そして自分の命を大事にするのじゃ。お前が死んだなんて考えただけで、ラトスーア様がどんなに悲しむか、お前に分からんはずがなかろう?」
「コミロフも僕が死んだら悲しい?」
「ああ、もちろんじゃ。若いお主に先に死なれたらなんて考えたら、ワシの胸も張り裂けてしまいそうじゃ」
「……ごめんなさい。ごめんなさいコミロフ……うわぁああああああぁん」
フォティアは溢れる大粒の涙を零しながら、コミロフの金属の胸鎧に顔を埋めて幼子のように泣いた。
「分かってくれればいいのじゃよ」
コミロフは自分の胸に顔を埋める息子のような存在の彼の頭を、力加減を間違えないようにポンポンと叩く。フォティアが悲しみを出し尽くすまでそれを続けるのだった。
★★★★★★★
涙の跡を頬につけたまま眠るフォティアの寝顔を見ながら、ラトスーアとコミロフが話していた。

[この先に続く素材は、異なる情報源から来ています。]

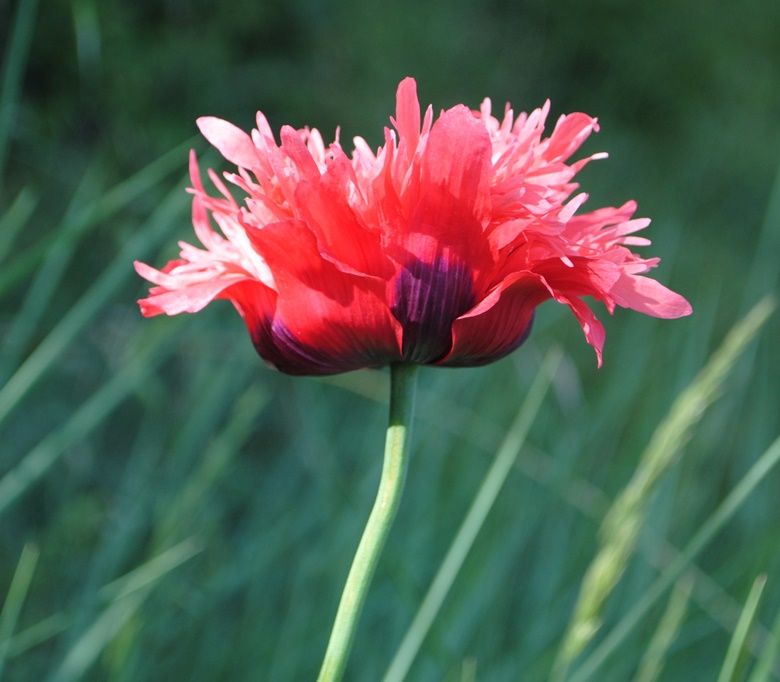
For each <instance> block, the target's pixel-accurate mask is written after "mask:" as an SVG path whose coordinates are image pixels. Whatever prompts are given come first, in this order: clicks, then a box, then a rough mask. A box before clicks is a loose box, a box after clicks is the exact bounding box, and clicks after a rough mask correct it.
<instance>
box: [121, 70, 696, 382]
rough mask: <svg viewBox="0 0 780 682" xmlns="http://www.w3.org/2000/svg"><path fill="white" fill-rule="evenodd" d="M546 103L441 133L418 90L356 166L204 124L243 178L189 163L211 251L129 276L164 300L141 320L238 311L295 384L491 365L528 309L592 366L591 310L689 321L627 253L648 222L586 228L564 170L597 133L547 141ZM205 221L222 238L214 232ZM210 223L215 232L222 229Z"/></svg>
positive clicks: (411, 97)
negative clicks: (414, 365) (577, 349)
mask: <svg viewBox="0 0 780 682" xmlns="http://www.w3.org/2000/svg"><path fill="white" fill-rule="evenodd" d="M548 111H549V102H548V103H546V104H545V105H544V107H542V108H541V109H537V110H535V111H534V112H533V113H531V114H530V115H526V114H520V116H518V117H517V118H515V117H514V115H513V112H512V110H511V109H510V108H509V107H508V106H507V108H506V111H505V113H504V117H503V119H502V120H498V119H497V118H495V117H493V115H492V114H491V106H490V100H488V99H486V100H485V101H484V102H483V104H482V106H481V108H480V110H479V111H477V112H475V111H471V110H469V109H468V108H467V107H465V106H463V105H458V106H455V107H453V108H452V109H449V110H447V111H444V112H442V113H441V115H440V116H439V117H438V118H437V119H436V120H435V121H434V120H433V111H432V109H431V107H428V109H427V110H426V111H425V114H424V115H423V116H421V112H420V105H419V102H418V100H417V90H416V84H415V81H414V80H413V79H411V78H407V79H405V80H404V81H403V82H401V84H400V85H399V87H398V94H397V109H396V115H395V118H394V119H391V120H392V124H393V127H394V128H395V130H391V129H389V128H386V129H385V133H384V145H383V146H382V147H380V148H379V149H377V151H376V152H374V151H372V149H371V148H370V147H369V146H368V144H367V143H366V142H365V141H364V140H363V139H361V138H356V139H355V140H354V151H353V152H352V155H351V156H350V157H348V156H347V155H346V154H345V152H344V151H343V150H342V147H341V145H340V143H339V141H338V137H337V139H336V141H334V142H333V143H331V144H330V145H329V146H328V147H326V146H325V144H324V143H323V139H322V137H321V135H320V133H319V132H318V131H317V130H316V129H308V128H307V129H304V130H294V129H293V128H291V127H289V126H285V127H283V128H282V130H281V135H280V137H281V144H277V142H276V140H275V139H274V136H273V133H272V132H271V129H270V127H269V125H268V122H267V121H266V119H265V117H264V116H263V114H262V113H258V114H257V129H256V130H254V131H252V135H251V136H250V135H248V134H246V133H245V132H243V131H241V130H239V129H238V128H236V127H235V126H233V125H232V124H230V123H228V122H226V121H222V120H220V119H216V118H211V117H206V118H201V119H199V120H198V126H199V128H200V130H201V132H202V133H203V135H204V136H205V137H206V139H208V140H209V142H211V143H212V144H213V145H214V146H215V147H216V148H217V149H218V150H219V151H220V152H221V153H222V155H223V156H224V157H225V158H226V159H227V160H228V161H230V162H231V163H234V164H235V165H236V166H237V167H238V172H237V173H226V174H225V178H226V180H227V181H228V182H229V183H231V184H233V185H235V186H236V187H238V188H239V189H240V190H241V191H242V192H243V193H244V194H245V195H246V196H245V198H244V199H243V201H242V202H241V203H239V202H238V201H236V199H234V197H233V195H232V194H231V193H230V192H229V191H228V189H227V187H226V185H225V184H224V183H223V182H222V180H221V179H220V178H219V177H218V176H217V175H216V174H215V173H213V171H209V177H210V179H211V181H212V183H213V184H214V186H215V187H216V188H217V190H218V195H217V196H212V195H210V194H208V193H207V192H206V190H205V189H204V186H203V183H202V180H201V175H200V171H199V169H198V164H197V161H196V159H195V155H194V153H192V154H191V157H190V173H191V178H192V189H191V190H190V191H191V193H192V194H193V208H192V215H193V224H194V227H195V233H196V234H197V236H198V239H199V240H200V242H201V244H202V246H203V248H197V247H194V246H191V245H190V244H186V243H182V244H181V257H180V259H178V260H175V261H171V262H170V263H168V265H166V266H165V267H164V268H163V269H162V270H156V269H154V268H152V267H150V266H148V265H145V264H143V263H136V270H137V271H138V273H139V274H140V275H141V276H142V277H144V278H146V279H148V280H150V281H151V282H153V283H154V284H155V285H156V286H155V287H153V288H152V289H151V291H150V295H149V297H148V298H145V299H143V300H141V301H140V302H139V303H140V306H141V311H142V312H143V314H144V315H147V316H151V315H158V314H161V313H166V314H168V315H175V314H178V313H181V312H197V311H198V310H201V309H202V308H203V307H205V306H206V305H207V304H208V303H210V302H211V301H212V300H214V299H215V298H223V299H228V300H230V301H232V302H233V304H234V305H235V307H236V308H237V309H238V312H239V313H240V314H241V315H242V317H243V318H244V321H245V322H246V325H247V327H248V329H249V333H250V335H251V337H252V340H253V342H254V345H255V347H256V348H257V351H258V353H259V354H260V355H261V356H262V357H263V358H264V359H265V360H266V361H268V362H269V363H270V364H271V365H273V366H274V367H276V368H277V369H279V370H281V371H283V372H287V373H290V374H332V373H336V372H345V371H349V370H353V369H358V368H361V367H376V366H381V365H385V364H389V363H394V362H411V363H419V364H434V365H444V366H469V365H481V364H485V363H488V362H492V361H494V360H498V359H499V358H501V357H504V356H505V355H507V354H508V353H511V352H512V351H513V350H515V349H516V348H517V347H518V346H519V345H520V344H521V343H522V342H523V341H524V340H525V339H526V338H527V336H528V334H529V332H530V329H531V323H532V320H533V315H534V310H535V308H536V306H538V305H539V304H540V303H542V302H543V301H545V300H547V299H554V300H555V301H557V302H559V303H562V304H564V305H567V306H569V308H571V310H572V312H573V313H574V314H575V316H576V317H577V319H578V320H579V322H580V324H581V325H582V329H583V331H584V333H585V337H586V339H587V341H588V343H590V344H591V345H592V346H593V347H594V348H595V350H596V354H597V356H598V360H599V364H600V363H601V351H602V346H603V343H604V328H603V327H602V325H601V323H600V322H599V321H598V320H597V319H596V317H595V315H594V314H593V312H592V311H591V309H590V307H589V306H588V305H587V304H586V303H585V301H584V300H583V298H584V297H586V296H590V297H592V298H594V299H595V300H597V301H602V302H603V303H604V304H605V305H606V307H607V310H608V311H609V312H610V313H612V312H613V310H614V308H615V306H616V305H619V306H622V307H626V308H632V309H634V310H637V311H639V312H642V313H645V314H648V315H653V316H655V317H663V318H673V317H680V316H683V315H688V314H689V313H690V312H691V307H690V305H689V304H688V302H687V301H686V300H685V299H684V298H683V297H682V296H680V295H679V294H676V293H674V292H672V291H670V290H669V289H667V288H666V287H664V286H663V285H661V284H659V283H658V282H656V281H655V280H653V279H650V278H649V277H646V276H644V273H646V272H647V271H648V270H650V269H651V268H653V267H655V266H656V265H657V264H658V261H659V259H658V258H641V257H640V256H638V255H636V254H634V253H633V252H632V251H631V250H630V248H629V247H632V246H644V245H647V244H649V241H648V240H647V239H644V238H642V237H637V236H634V234H635V233H636V232H638V231H639V230H641V229H643V228H644V227H646V226H647V225H648V224H649V222H650V221H649V220H648V219H645V218H640V219H637V218H633V217H632V216H633V215H634V212H635V210H636V204H635V203H634V202H633V201H629V202H627V203H626V204H624V205H623V206H620V207H619V208H601V209H597V210H595V211H591V212H589V213H578V210H579V209H580V207H581V206H582V204H583V203H584V202H585V200H586V198H587V195H585V194H575V192H576V190H577V188H578V185H577V184H576V183H575V182H574V181H573V180H574V176H575V175H576V174H577V172H578V171H579V170H580V169H581V168H582V167H583V166H584V165H585V164H586V163H588V161H590V160H591V159H596V158H603V157H604V156H605V155H604V154H594V155H592V156H590V157H588V158H585V159H581V160H579V161H576V162H574V163H568V160H569V158H570V157H571V156H572V154H574V152H575V151H576V150H577V149H578V148H579V147H580V145H581V144H582V143H583V142H584V141H585V139H587V137H588V136H589V135H590V133H591V132H593V131H596V130H598V125H597V122H596V119H594V118H591V117H590V116H587V115H585V114H581V113H575V114H570V115H568V116H562V117H561V118H560V119H559V120H558V122H557V124H556V125H555V128H554V130H553V132H552V133H551V134H550V136H549V137H547V138H544V137H543V136H542V135H543V132H544V124H545V119H546V117H547V114H548ZM212 221H213V222H212ZM214 223H216V225H217V226H218V227H219V229H220V231H221V234H220V233H219V232H217V231H215V230H214Z"/></svg>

「コミロフ。辛い役目を押し付けてしまってごめんなさい」
「謝らないで下さい。これも彼が成長するために必要なこと。その為なら、たとえ嫌われてもワシは構いません……まあ、今回は嫌われなかったようで内心ホッとしておりますが」
「そうですね。でも、本音を言えば、彼が成人するまでは少しでも、幸せな時間を過ごしてもらいたい。」
「ワシも同じ気持ちです。しかしそれは永遠と続くものではありません。彼の身体の内にある力が、遠くない内に奴等をここに招き寄せるでしょう」
「分かっています。何としても、それまでに彼を強く鍛え上げなければ」
「う、う〜ん」
フォティアのうなされるような声に二人は会話を中断して様子を見る。
どうやら悪夢を見ているようで何度も寝言で「ごめんなさい」と謝っている。
「どうやら、今日の事を夢に見ているようです。ラトスーア様、お願いします。彼を癒せるのは貴女だけです」
コミロフは自分のガントレットに包まれた腕を恨めしそうに見つめる。
「こんな時、血の通った肉体が羨ましい」
「コミロフ」
「おっとそんな事を言ってもしょうがないですな。フォティアの事お願いします」
コミロフはお辞儀をしてその場を後にする。ラトスーアには、離れていく背中はとても寂しそうに見えていた。